Signs over 30 bilateral cooperation deals spanning AI, infrastructure and Agriculture; China-Malaysia trade reached $212 billion in 2024
As the second-largest trading partner of China and the largest source of imports within ASEAN, Malaysia welcomed Chinese president Xi Jinping to Malaysia in mid-April for a high-level strategic meeting. Both countries have been able to promote a shared future by creating the first-ever high-level strategic community, thus benefiting their peoples and contributing to the prosperity of their regions.
Trade between China and Malaysia reached $212 billion in 2024, nearly 1,000 times what it was at the beginning of diplomatic relations. Xi called on the two countries to hold on to their strategic independence, find ways to make development synergies, and enhance their civilizational exchanges during his meeting with Malaysian Premier Anwar Ibrahim.

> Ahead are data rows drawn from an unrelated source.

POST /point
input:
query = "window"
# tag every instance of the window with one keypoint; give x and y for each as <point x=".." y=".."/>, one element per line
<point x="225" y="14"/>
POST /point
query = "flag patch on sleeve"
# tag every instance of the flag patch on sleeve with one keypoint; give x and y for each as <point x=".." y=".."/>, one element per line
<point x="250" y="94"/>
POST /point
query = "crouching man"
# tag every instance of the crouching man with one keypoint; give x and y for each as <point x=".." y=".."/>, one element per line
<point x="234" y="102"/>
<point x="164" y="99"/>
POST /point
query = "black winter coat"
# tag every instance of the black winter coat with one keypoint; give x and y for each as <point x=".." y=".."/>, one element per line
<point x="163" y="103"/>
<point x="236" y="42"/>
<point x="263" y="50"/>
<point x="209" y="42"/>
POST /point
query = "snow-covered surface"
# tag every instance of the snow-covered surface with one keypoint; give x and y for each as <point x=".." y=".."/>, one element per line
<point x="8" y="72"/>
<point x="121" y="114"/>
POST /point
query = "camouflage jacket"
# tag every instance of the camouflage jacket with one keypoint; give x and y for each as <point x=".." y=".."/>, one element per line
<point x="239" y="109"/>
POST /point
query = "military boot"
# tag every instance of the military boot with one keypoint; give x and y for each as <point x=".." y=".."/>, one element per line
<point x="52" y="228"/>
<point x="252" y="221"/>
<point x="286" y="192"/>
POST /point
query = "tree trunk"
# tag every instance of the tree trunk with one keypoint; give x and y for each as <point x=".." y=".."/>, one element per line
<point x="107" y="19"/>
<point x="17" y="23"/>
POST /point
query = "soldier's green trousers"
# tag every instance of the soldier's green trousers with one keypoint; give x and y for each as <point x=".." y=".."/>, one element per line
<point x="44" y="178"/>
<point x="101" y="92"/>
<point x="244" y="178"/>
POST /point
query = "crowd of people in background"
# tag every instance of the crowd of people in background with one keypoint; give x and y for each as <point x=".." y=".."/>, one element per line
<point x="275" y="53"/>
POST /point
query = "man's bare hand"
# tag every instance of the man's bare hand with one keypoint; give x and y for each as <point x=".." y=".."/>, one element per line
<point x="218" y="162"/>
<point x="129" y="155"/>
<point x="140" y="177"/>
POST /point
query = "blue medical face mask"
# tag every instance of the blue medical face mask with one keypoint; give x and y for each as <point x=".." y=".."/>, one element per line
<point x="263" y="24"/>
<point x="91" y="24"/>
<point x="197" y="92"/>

Xi and Anwar signed over 30 bilateral cooperation deals after the meeting, illustrating their commitment to enhancing high-quality cooperation across AI, infrastructure, and agriculture.
China has been Malaysia’s largest trading partner for 16 consecutive years, while Malaysia remains China’s second-largest trading partner and the largest source of imports within the ASEAN.

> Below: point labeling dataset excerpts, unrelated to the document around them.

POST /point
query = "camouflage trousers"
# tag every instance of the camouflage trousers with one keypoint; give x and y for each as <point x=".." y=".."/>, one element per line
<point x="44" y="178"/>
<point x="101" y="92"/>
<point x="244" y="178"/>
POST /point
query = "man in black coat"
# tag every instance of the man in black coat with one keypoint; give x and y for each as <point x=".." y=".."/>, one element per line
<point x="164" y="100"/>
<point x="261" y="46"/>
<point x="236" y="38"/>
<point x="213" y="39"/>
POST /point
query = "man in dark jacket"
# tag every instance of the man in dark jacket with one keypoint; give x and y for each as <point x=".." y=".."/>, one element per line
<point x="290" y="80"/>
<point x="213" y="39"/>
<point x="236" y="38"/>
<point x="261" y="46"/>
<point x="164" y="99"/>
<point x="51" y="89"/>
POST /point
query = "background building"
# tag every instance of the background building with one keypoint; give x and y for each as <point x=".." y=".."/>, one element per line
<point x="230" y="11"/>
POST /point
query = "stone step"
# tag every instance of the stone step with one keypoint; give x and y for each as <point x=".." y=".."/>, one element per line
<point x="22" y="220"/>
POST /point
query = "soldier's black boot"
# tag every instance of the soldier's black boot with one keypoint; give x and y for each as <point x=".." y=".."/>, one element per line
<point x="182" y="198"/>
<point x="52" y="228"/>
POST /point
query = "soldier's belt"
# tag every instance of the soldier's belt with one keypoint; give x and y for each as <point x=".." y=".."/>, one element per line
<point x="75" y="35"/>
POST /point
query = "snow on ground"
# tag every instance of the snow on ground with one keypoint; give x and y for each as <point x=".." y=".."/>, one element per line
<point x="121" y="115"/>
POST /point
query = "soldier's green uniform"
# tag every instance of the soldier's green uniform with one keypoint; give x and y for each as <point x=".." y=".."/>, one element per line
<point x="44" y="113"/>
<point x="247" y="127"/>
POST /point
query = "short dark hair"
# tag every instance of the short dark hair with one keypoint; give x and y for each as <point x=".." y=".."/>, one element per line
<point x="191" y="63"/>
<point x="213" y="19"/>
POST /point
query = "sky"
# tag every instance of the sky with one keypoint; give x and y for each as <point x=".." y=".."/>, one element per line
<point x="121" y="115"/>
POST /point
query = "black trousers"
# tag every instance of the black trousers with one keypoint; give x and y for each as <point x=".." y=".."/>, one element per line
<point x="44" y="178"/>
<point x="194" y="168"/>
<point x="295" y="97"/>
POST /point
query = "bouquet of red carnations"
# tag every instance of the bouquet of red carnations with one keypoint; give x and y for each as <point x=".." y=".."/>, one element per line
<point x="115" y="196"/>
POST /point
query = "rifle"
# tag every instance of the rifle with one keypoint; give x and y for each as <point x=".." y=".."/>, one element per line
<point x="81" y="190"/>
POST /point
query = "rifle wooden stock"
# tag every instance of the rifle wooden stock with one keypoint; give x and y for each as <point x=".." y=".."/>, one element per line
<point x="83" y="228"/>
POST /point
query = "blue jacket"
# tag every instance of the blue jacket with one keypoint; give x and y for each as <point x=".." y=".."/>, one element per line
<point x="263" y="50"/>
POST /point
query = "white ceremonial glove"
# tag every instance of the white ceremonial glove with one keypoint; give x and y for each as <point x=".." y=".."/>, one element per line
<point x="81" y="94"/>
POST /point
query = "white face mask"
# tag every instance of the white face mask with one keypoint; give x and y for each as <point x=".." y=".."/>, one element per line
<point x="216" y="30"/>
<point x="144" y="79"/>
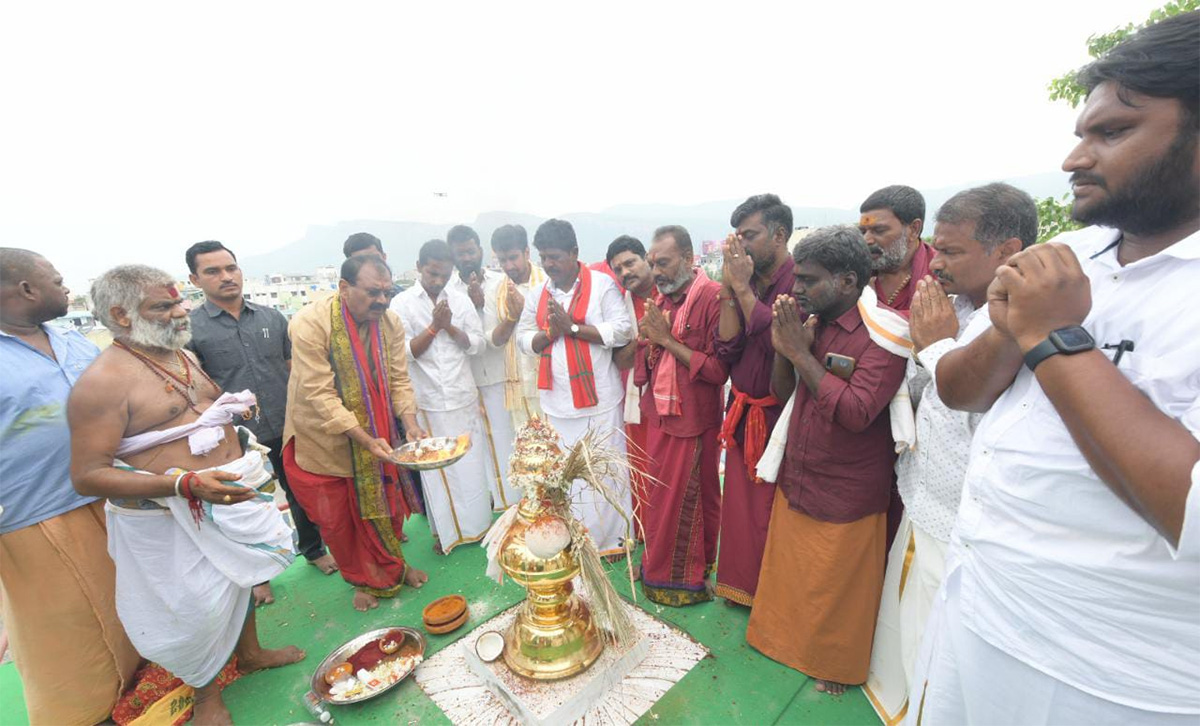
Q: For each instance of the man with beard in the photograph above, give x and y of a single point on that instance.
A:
(574, 322)
(682, 415)
(976, 232)
(757, 269)
(1073, 597)
(189, 527)
(502, 312)
(487, 365)
(826, 543)
(244, 346)
(55, 570)
(444, 333)
(627, 259)
(349, 382)
(892, 221)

The two leaders agreed to resist decoupling and supply chain disruptions with openness and cooperation during their meeting, as they both opposed indiscriminate tariffs. According to Xi, Asia must respond to the law of the jungle with Asian values of peace, cooperation, openness, and inclusion, and it must respond to an unstable and uncertain world with a stable, certain Asia. In the same context, Anwar said that the Association of Southeast Asian Nations (ASEAN) will not endorse any unilaterally imposed tariffs.
Expressing China’s willingness to enhance high-quality bilateral cooperation, Xi said the two sides should strengthen cutting-edge cooperation in the digital economy, green economy, blue economy, and artificial intelligence and strengthen the integrated development of the industrial chain, supply chain, value chain, data chain and talent chain.
Malaysia was one of the earliest supporters of the China-proposed Belt and Road Initiative (BRI). The two countries signed a BRI memorandum of understanding in 2017 and have since reaped fruitful outcomes such as the “Two Countries, Twin Parks” program and the East Coast Rail Link.